Observation: Only POST /orders is slow.

Step 3: Follow Traces Through Dependent Services

Pull up traces for slow POST /orders requests.

Example trace (spans with durations):

POST /orders (2.8s total)
  ├─ Validate inventory (50ms)
  ├─ Create order record (80ms)
  ├─ Call Payment Service (2.5s) ← SLOW
  │   ├─ Charge card (2.4s) ← SLOW
  │   └─ Save payment record (100ms)
  └─ Enqueue fulfillment job (20ms)

Observation: Payment Service charge card call is taking 2.4 seconds (normally 200ms).

Hypothesis: Payment Service or downstream payment gateway is slow.

Step 4: Use Logs for Specific Errors or Anomalies

Check Payment Service logs, filtered by correlation IDs from slow traces.

Log entries:

{
  "level": "error",
  "message": "Payment gateway timeout",
  "correlationId": "abc-123",
  "userId": "user_456",
  "error": "Timeout after 5000ms waiting for response from stripe.com",
  "timestamp": "2025-11-15T02:16:23Z"
}

Observation: Payment gateway (Stripe) is timing out. Not all requests—just some.

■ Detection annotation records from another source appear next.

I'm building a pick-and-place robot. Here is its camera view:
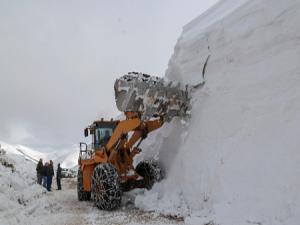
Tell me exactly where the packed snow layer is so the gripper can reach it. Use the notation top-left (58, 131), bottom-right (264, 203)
top-left (136, 0), bottom-right (300, 225)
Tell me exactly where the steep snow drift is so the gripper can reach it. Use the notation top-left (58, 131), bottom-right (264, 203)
top-left (136, 0), bottom-right (300, 225)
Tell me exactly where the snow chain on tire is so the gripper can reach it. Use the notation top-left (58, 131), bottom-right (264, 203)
top-left (91, 163), bottom-right (122, 210)
top-left (77, 168), bottom-right (91, 201)
top-left (135, 160), bottom-right (162, 190)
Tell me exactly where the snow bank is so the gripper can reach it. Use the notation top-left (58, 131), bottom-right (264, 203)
top-left (136, 0), bottom-right (300, 225)
top-left (0, 148), bottom-right (46, 224)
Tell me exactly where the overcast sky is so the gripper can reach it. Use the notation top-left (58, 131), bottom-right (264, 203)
top-left (0, 0), bottom-right (217, 151)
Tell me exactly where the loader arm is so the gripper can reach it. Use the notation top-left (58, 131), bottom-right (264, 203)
top-left (126, 119), bottom-right (163, 148)
top-left (106, 114), bottom-right (163, 152)
top-left (106, 118), bottom-right (141, 152)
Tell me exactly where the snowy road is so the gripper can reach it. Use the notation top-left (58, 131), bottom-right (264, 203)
top-left (32, 179), bottom-right (184, 225)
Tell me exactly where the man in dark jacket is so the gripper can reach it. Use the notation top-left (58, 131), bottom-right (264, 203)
top-left (36, 159), bottom-right (44, 185)
top-left (56, 163), bottom-right (61, 190)
top-left (42, 162), bottom-right (49, 188)
top-left (47, 160), bottom-right (54, 191)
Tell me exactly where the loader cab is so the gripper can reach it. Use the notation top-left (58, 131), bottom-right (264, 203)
top-left (85, 119), bottom-right (119, 150)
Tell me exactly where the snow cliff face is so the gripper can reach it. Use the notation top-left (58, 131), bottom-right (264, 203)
top-left (136, 0), bottom-right (300, 225)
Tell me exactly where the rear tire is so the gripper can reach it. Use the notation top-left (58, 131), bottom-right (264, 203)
top-left (135, 160), bottom-right (162, 190)
top-left (92, 163), bottom-right (122, 210)
top-left (77, 168), bottom-right (91, 201)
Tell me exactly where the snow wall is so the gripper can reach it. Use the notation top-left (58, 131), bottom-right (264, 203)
top-left (135, 0), bottom-right (300, 225)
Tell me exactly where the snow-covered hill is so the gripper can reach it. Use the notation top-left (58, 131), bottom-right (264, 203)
top-left (136, 0), bottom-right (300, 225)
top-left (0, 141), bottom-right (79, 168)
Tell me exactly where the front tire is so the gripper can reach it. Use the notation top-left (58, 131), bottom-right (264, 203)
top-left (77, 168), bottom-right (91, 201)
top-left (92, 163), bottom-right (122, 210)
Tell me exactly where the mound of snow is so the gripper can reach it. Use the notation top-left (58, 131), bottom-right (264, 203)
top-left (0, 148), bottom-right (46, 224)
top-left (136, 0), bottom-right (300, 225)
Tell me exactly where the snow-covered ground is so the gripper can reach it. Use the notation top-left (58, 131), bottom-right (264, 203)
top-left (0, 149), bottom-right (183, 225)
top-left (136, 0), bottom-right (300, 225)
top-left (0, 141), bottom-right (79, 168)
top-left (0, 0), bottom-right (300, 225)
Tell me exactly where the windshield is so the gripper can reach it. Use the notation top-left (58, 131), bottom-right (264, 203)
top-left (94, 126), bottom-right (114, 149)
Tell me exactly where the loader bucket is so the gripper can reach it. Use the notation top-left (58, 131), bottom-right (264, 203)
top-left (114, 72), bottom-right (190, 121)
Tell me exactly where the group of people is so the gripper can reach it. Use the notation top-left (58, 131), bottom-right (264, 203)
top-left (36, 159), bottom-right (61, 191)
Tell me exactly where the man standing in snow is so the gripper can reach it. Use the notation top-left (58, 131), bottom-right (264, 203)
top-left (36, 159), bottom-right (43, 185)
top-left (42, 162), bottom-right (49, 188)
top-left (47, 160), bottom-right (54, 191)
top-left (56, 163), bottom-right (61, 190)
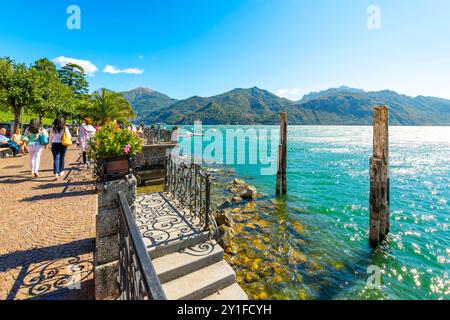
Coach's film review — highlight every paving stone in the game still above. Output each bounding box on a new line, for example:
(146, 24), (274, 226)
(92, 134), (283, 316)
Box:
(0, 146), (97, 300)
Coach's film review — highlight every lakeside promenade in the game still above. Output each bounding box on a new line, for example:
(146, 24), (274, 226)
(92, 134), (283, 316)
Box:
(0, 146), (97, 300)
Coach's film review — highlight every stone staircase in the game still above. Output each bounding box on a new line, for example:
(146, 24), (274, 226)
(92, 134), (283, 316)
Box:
(136, 194), (248, 300)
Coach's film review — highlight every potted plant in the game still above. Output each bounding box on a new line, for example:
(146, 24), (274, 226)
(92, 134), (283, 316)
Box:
(89, 123), (142, 180)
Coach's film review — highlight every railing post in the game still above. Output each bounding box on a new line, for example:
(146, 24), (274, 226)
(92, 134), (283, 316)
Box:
(205, 175), (211, 229)
(118, 191), (167, 300)
(369, 106), (390, 247)
(94, 175), (137, 300)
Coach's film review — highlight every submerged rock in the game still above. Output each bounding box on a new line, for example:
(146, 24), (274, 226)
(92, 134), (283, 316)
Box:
(232, 196), (242, 203)
(217, 199), (231, 210)
(218, 225), (234, 249)
(240, 186), (258, 199)
(213, 210), (234, 227)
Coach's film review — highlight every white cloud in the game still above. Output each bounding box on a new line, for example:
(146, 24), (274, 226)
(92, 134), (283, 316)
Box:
(275, 88), (304, 100)
(103, 64), (144, 74)
(53, 56), (98, 77)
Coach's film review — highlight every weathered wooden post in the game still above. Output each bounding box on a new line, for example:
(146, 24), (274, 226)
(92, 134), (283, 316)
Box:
(276, 144), (283, 194)
(277, 112), (287, 194)
(370, 106), (390, 247)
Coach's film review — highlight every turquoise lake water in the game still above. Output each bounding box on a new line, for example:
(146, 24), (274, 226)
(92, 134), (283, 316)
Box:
(178, 126), (450, 299)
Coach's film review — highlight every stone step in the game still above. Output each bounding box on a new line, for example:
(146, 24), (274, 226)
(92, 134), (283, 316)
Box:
(137, 169), (164, 180)
(203, 283), (248, 300)
(142, 178), (164, 187)
(148, 231), (211, 260)
(153, 241), (223, 283)
(163, 260), (236, 300)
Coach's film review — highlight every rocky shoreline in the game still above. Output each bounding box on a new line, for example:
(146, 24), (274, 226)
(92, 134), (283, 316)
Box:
(208, 171), (322, 300)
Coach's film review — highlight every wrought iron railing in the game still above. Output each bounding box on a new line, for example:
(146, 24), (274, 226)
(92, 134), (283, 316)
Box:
(164, 156), (217, 232)
(119, 192), (167, 300)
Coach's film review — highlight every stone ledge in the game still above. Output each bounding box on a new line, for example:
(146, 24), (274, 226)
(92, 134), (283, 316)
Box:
(94, 261), (120, 300)
(96, 208), (120, 239)
(97, 176), (137, 210)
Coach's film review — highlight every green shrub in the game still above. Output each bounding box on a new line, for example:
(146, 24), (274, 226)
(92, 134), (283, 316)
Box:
(89, 123), (142, 160)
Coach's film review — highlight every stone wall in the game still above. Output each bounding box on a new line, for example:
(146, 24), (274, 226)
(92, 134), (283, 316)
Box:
(94, 176), (137, 300)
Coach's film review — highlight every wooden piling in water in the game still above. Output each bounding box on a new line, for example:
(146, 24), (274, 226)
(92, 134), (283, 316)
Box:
(277, 112), (287, 194)
(369, 106), (390, 247)
(276, 144), (283, 194)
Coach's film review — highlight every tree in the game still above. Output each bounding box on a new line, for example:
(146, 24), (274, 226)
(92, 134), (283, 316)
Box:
(90, 89), (136, 123)
(0, 58), (36, 131)
(31, 58), (75, 124)
(58, 63), (89, 97)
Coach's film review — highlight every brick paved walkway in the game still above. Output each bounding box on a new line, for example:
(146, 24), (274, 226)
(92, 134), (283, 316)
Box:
(0, 146), (97, 300)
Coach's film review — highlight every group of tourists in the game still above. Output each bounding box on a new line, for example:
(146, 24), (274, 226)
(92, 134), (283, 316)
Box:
(0, 118), (96, 181)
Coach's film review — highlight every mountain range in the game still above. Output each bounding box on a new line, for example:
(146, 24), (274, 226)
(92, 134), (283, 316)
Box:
(122, 86), (450, 126)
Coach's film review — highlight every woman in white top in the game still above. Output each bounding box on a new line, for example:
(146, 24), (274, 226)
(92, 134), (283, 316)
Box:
(49, 118), (72, 180)
(78, 118), (95, 167)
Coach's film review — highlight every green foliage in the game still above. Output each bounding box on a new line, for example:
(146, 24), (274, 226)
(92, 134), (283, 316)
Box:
(89, 123), (142, 160)
(89, 89), (135, 123)
(31, 59), (76, 121)
(0, 58), (37, 130)
(58, 63), (89, 97)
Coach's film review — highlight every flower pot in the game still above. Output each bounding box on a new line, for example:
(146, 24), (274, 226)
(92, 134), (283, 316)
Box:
(101, 157), (131, 180)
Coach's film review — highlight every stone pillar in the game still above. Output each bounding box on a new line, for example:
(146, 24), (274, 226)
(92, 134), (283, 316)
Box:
(94, 175), (137, 300)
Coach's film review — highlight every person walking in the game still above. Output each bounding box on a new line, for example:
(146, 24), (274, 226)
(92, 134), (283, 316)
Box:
(12, 128), (28, 154)
(23, 119), (48, 178)
(77, 118), (96, 168)
(0, 128), (22, 157)
(49, 118), (72, 181)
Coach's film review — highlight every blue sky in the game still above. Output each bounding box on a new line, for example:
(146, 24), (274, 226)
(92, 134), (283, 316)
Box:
(0, 0), (450, 99)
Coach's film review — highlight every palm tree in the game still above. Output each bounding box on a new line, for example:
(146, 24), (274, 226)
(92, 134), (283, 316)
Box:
(91, 89), (136, 123)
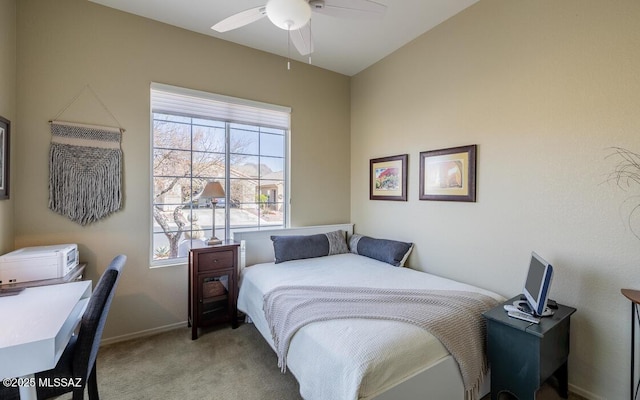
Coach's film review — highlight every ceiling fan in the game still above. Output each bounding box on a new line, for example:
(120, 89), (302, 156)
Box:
(211, 0), (387, 56)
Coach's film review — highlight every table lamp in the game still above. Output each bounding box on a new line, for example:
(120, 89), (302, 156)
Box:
(200, 181), (229, 245)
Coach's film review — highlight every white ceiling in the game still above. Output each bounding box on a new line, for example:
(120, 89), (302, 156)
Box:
(90, 0), (479, 76)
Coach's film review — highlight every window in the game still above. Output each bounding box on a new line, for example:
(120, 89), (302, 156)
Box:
(151, 83), (290, 265)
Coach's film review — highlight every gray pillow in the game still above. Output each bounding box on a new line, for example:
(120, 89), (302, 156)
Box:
(271, 231), (349, 264)
(349, 234), (413, 267)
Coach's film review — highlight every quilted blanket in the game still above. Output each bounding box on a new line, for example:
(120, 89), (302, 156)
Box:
(263, 286), (498, 399)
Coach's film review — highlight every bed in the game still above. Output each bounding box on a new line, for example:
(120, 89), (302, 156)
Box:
(234, 224), (505, 400)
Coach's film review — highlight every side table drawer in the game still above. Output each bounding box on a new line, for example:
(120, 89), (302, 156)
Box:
(198, 250), (235, 272)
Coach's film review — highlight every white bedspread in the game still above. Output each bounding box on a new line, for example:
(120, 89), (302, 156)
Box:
(238, 254), (505, 400)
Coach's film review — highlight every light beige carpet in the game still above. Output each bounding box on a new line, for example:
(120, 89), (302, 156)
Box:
(51, 324), (580, 400)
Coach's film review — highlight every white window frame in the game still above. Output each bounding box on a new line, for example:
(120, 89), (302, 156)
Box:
(149, 82), (291, 268)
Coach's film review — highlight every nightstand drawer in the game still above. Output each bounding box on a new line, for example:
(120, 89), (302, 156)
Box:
(198, 250), (235, 272)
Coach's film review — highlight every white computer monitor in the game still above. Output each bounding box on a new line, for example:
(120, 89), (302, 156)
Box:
(523, 252), (553, 316)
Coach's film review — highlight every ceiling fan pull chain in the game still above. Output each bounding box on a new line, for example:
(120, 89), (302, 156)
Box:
(287, 29), (291, 71)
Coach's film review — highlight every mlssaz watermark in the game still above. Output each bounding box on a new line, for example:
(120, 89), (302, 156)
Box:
(2, 377), (82, 388)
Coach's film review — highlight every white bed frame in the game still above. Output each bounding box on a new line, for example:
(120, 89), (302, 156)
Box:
(233, 224), (490, 400)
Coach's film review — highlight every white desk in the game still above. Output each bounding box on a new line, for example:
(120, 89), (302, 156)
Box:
(0, 281), (91, 399)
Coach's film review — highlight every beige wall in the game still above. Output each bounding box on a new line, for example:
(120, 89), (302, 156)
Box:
(13, 0), (350, 338)
(0, 0), (18, 254)
(351, 0), (640, 399)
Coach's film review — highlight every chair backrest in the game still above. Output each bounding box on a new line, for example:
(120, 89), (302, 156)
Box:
(73, 254), (127, 379)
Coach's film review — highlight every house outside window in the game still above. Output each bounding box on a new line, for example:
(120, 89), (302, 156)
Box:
(151, 83), (290, 266)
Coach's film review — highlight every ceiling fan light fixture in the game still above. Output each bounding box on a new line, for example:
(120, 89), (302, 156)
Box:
(266, 0), (311, 31)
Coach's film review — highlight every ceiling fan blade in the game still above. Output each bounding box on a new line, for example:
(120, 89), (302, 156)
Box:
(309, 0), (387, 18)
(289, 24), (313, 56)
(211, 6), (267, 32)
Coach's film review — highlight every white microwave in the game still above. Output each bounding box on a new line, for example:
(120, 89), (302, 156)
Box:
(0, 244), (80, 285)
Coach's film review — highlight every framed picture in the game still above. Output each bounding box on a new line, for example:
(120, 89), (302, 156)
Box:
(369, 154), (409, 201)
(420, 144), (477, 202)
(0, 117), (11, 200)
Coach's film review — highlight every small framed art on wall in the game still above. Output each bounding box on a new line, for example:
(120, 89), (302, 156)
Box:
(369, 154), (409, 201)
(419, 144), (477, 202)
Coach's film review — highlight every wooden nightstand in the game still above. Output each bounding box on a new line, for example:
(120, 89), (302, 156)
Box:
(188, 242), (240, 340)
(483, 296), (576, 400)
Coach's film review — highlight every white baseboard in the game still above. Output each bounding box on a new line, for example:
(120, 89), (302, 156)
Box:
(100, 321), (187, 346)
(569, 384), (607, 400)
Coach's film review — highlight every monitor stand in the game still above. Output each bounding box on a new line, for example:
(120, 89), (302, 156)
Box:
(513, 300), (554, 317)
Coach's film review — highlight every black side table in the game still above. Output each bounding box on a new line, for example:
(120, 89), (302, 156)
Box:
(620, 289), (640, 400)
(483, 296), (576, 400)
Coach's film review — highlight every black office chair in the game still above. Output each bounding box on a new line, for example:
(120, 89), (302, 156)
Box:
(35, 255), (127, 400)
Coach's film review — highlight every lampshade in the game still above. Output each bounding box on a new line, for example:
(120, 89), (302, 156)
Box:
(200, 181), (229, 199)
(267, 0), (311, 31)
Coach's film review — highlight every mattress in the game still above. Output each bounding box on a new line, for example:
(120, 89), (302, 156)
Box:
(238, 254), (505, 400)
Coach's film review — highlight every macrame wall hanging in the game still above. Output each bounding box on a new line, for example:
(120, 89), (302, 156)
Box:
(49, 85), (124, 226)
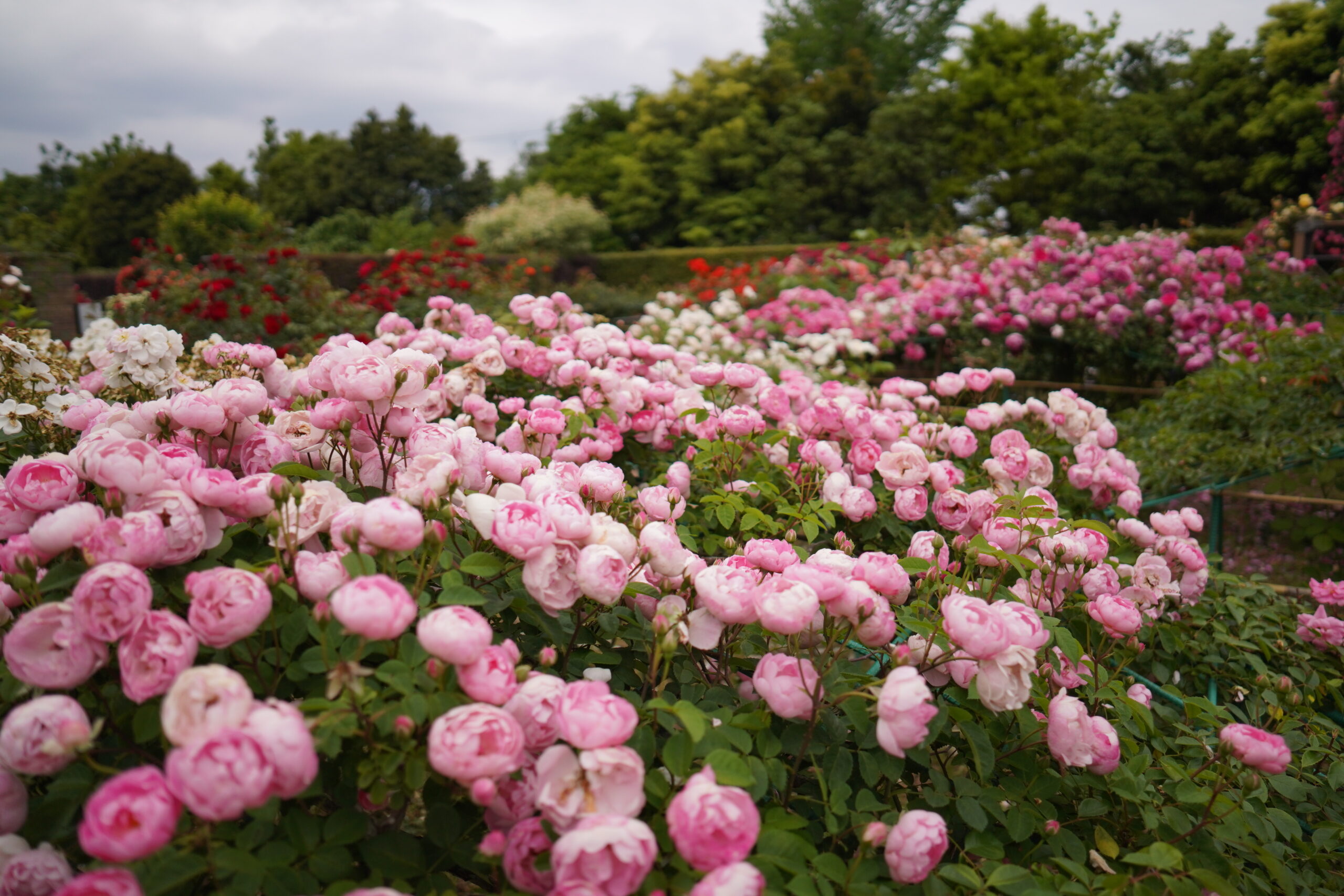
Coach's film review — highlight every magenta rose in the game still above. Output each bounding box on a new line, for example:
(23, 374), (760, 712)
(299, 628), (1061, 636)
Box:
(166, 728), (276, 821)
(4, 600), (108, 690)
(331, 574), (419, 641)
(1217, 723), (1293, 775)
(667, 766), (761, 870)
(70, 562), (153, 641)
(117, 610), (200, 702)
(79, 766), (182, 862)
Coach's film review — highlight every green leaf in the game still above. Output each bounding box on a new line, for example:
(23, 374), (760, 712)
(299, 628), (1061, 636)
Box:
(957, 797), (989, 830)
(139, 853), (209, 896)
(322, 807), (368, 845)
(938, 865), (985, 889)
(1119, 842), (1185, 870)
(663, 731), (693, 781)
(704, 750), (755, 787)
(270, 461), (336, 482)
(957, 721), (994, 782)
(672, 700), (710, 743)
(812, 853), (849, 884)
(359, 830), (425, 879)
(985, 865), (1031, 888)
(1269, 775), (1306, 802)
(457, 551), (504, 579)
(1190, 868), (1242, 896)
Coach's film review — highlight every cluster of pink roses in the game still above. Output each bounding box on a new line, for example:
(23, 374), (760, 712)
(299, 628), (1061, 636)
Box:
(1297, 579), (1344, 650)
(738, 219), (1320, 371)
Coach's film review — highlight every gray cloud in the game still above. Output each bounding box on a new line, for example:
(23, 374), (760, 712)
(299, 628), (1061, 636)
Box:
(0, 0), (1262, 180)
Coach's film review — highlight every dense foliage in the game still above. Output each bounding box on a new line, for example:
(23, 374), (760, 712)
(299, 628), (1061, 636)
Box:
(527, 0), (1344, 247)
(0, 274), (1344, 896)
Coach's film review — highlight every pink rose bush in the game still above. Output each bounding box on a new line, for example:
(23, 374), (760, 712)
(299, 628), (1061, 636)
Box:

Step 5: Check Stripe Status Page

Visit status.stripe.com.

Status: "Degraded performance - API response times elevated."

Root cause found: Stripe is having issues. Our Payment Service is timing out waiting for Stripe responses.

Step 6: Mitigation

Immediate:

  • Increase timeout or add retries? No—will make it worse.
  • Enable circuit breaker to fail fast instead of waiting 5 seconds? If configured, yes.
  • Communicate to users: "Payment processing slower than usual, please be patient."

Follow-up:

  • Once Stripe recovers, check if any payments are stuck and need retry.
  • Review alerting: should we alert on external API latency separately?

Total Time: 15 Minutes

From alert to root cause: 15 minutes. Because:

  1. Metrics showed which endpoint was slow.
  2. Traces showed which service in the chain was slow.
  3. Logs showed the specific error (timeout from Stripe).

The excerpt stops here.